Who Do You Love?

I suppose that really ought to be “whom”, but be that as it may.

There is a significant dynamic in the Christian life. God loves us, and in order to receive that love we must pass it along to others. In fact, loving others increases our capacity for receiving God’s love; so not only must we love our neighbors as ourselves, but in loving our neighbors we are loving ourselves.

So who are our neighbors, and how do we love them?

First, there are those we know personally, and those we don’t. Those we know personally–our family, our friends, our co-workers–can be the easiest and that hardest to love. Easiest because they are right there, in front of us, and hardest because their faults are also right there in front of us. Of those we don’t, there are again two categories: those we see, and those we don’t see.

Those we don’t see are those in other towns, in other states, in other countries. These are generally quite easy to love: write a check, drop it in the mail. Say a blanket prayer for disaster victims in Myanmar. The check must represent hard-earned money, but writing and mailing it is pretty quick, and I don’t even need to leave my house. Saying a quick prayer is even easier.

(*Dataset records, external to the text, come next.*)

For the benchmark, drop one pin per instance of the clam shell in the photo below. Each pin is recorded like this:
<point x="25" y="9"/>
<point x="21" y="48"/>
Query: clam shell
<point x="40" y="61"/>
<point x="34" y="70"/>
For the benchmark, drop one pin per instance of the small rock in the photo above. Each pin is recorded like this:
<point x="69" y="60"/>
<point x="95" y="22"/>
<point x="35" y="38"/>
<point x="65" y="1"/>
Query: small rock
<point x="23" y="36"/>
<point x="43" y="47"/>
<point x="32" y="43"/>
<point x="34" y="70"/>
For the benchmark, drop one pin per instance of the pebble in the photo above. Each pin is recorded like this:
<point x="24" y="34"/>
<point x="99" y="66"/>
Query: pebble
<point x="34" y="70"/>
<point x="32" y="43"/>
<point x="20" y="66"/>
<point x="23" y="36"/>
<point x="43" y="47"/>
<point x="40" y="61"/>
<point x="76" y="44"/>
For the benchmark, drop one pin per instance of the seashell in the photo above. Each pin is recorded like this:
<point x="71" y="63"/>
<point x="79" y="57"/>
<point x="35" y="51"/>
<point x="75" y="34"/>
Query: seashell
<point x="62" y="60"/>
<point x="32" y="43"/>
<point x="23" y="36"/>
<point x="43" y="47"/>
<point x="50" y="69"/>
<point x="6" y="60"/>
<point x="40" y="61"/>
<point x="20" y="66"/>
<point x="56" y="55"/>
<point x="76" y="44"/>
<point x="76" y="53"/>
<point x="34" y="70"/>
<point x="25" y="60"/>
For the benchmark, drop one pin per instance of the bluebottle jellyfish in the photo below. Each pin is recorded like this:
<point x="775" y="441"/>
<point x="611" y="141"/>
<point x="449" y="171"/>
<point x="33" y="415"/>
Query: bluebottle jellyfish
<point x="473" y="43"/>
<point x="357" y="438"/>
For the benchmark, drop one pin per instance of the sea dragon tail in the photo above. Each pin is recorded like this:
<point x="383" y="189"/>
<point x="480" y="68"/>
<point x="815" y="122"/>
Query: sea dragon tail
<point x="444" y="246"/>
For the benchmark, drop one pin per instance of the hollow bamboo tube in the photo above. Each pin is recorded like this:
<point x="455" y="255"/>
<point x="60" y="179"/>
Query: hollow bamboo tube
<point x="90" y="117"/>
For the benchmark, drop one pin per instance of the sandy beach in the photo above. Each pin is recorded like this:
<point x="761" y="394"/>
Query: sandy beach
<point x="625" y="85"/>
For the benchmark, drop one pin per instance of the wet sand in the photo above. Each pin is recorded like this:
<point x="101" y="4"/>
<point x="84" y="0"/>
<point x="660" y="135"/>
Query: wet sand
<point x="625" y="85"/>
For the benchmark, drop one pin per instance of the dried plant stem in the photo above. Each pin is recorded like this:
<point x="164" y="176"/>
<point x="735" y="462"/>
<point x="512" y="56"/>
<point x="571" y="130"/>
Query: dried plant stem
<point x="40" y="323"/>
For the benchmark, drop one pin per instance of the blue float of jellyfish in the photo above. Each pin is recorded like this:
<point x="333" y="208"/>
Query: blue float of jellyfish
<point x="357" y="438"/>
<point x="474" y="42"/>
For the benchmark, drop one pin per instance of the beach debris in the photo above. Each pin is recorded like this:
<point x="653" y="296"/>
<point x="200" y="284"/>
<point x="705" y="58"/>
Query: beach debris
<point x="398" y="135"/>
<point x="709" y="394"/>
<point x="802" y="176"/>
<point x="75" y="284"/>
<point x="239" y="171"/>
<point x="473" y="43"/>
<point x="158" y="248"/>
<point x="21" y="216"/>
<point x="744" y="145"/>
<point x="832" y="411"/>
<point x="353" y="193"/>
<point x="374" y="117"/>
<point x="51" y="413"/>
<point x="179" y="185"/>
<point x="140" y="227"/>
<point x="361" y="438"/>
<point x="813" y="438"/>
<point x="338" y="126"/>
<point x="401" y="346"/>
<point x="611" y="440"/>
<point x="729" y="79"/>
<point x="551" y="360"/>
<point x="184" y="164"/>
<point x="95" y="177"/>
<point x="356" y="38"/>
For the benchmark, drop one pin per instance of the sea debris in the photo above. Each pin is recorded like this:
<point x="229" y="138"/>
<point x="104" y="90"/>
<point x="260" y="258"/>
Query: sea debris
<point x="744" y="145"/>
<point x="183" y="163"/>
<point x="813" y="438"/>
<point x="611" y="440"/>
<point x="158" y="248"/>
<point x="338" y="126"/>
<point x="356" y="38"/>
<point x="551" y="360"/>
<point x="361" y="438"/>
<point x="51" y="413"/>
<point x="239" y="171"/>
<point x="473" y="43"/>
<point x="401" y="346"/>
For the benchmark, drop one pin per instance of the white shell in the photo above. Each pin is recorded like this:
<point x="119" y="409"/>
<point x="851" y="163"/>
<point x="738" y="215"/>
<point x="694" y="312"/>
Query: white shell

The hard ones are the ones we see but don’t know: the hordes of people we see at the movie theater or the shopping mall or walking down the street. We don’t know them. We don’t know what they need. Most of them are not obviously hungry, or sick, or in need of alms-giving. There’s probably nothing they want our help with, and they’d be surprised and dismayed if we offered. (Try accosting someone at the mall, and asking them if there’s anything you can do for them. How would you react?)

How can we love them, in more than an abstract and theoretical sense? How can we let them know that it isn’t our own love we are offering, but God’s?

I can think of all sorts of things that won’t work. Is there anything that will?